Through these extensive stages, mOSCAR achieves a balance between data quality and diversity, making it a valuable resource for multilingual research.

Dataset Evaluation

Quality and Diversity Metrics:

  • Text Content: Evaluated via perplexity (using Gemma-2B) to assess quality and Vendi score (SimCSE embeddings) for diversity.
  • Image Content: Assessing image diversity using the Vendi Score, compared against datasets like LAION-400M demonstrated mOSCAR's superior text-image diversity.

Experimental Evaluation

To validate the utility of mOSCAR, the authors trained a multilingual OpenFlamingo model on a subset of mOSCAR combined with captioning data from LAION-400M. The model was evaluated on diverse benchmarks encompassing visual question answering (xGQA, MaXM), captioning (xFlickrCO, XM3600), reasoning (XVNLI, MaRVL), and cross-modal machine translation (Multi30K, CoMMuTE).

Results:

  • The mOSCAR-enhanced model outperformed those trained on captioning data alone, particularly in few-shot learning scenarios.
  • Significant boosts in multilingual few-shot performance were observed across tasks, highlighting the importance of document-level interleaved training data.
  • Evaluation on translate-test benchmarks underscored the advantage of mOSCAR in translating textual content and performing zero-shot disambiguation.

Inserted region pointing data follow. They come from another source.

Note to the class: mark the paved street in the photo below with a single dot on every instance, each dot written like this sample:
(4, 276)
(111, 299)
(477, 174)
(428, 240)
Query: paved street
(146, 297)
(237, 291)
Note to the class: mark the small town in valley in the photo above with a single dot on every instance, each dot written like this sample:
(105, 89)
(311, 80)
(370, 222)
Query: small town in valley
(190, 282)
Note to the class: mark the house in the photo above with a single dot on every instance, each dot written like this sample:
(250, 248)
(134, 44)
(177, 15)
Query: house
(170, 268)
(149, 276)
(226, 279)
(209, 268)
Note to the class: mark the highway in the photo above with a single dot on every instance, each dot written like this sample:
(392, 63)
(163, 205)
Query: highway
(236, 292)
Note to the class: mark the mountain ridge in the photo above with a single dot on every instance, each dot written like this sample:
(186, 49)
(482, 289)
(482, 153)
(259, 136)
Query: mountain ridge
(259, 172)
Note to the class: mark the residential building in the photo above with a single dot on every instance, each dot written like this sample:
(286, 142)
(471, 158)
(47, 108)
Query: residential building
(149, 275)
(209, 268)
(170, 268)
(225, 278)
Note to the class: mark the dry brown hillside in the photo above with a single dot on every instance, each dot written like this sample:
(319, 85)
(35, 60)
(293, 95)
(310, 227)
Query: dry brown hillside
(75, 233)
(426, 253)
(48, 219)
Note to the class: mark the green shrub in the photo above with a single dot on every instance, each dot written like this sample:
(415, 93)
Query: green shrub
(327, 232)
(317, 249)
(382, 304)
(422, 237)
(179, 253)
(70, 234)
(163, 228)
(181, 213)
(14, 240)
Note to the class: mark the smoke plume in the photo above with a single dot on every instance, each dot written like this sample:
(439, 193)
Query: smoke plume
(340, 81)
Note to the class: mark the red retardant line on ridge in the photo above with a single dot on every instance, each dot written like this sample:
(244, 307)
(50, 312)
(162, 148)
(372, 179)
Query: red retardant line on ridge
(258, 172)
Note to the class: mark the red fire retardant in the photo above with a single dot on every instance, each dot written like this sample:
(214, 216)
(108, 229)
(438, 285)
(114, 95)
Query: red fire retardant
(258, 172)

Implications and Future Directions

Theoretical Implications:

  • The inclusion of a wide range of languages ensures that models are more robust and capable of covering underrepresented populations.
  • Document-level interleaved data offers a stronger basis for in-context learning, as demonstrated by superior performance metrics.

Practical Implications:

  • mOSCAR sets a new standard for dataset creation, emphasizing both multilingual and multimodal data.
  • This dataset opens new avenues for enhancing the linguistic inclusivity of AI models, crucial for applications in global contexts.

Future Developments:

  • Moving forward, a critical area for expansion is the inclusion of more low-resource languages by further optimized web-crawling and data filtering techniques.
  • Long-term research should also focus on diminishing the inherent biases and toxicity that may arise from web-crawled content, ensuring safer and more equitable AI development.

Conclusion

In summary, mOSCAR represents a pivotal advancement in the realm of multilingual and multimodal datasets. By offering a comprehensive corpus that spans 163 languages and multiple modalities, it addresses significant gaps in the current landscape of mLLM research. The dataset not only enhances few-shot learning performance but also fosters broader inclusivity, making it an invaluable resource for the future of AI development.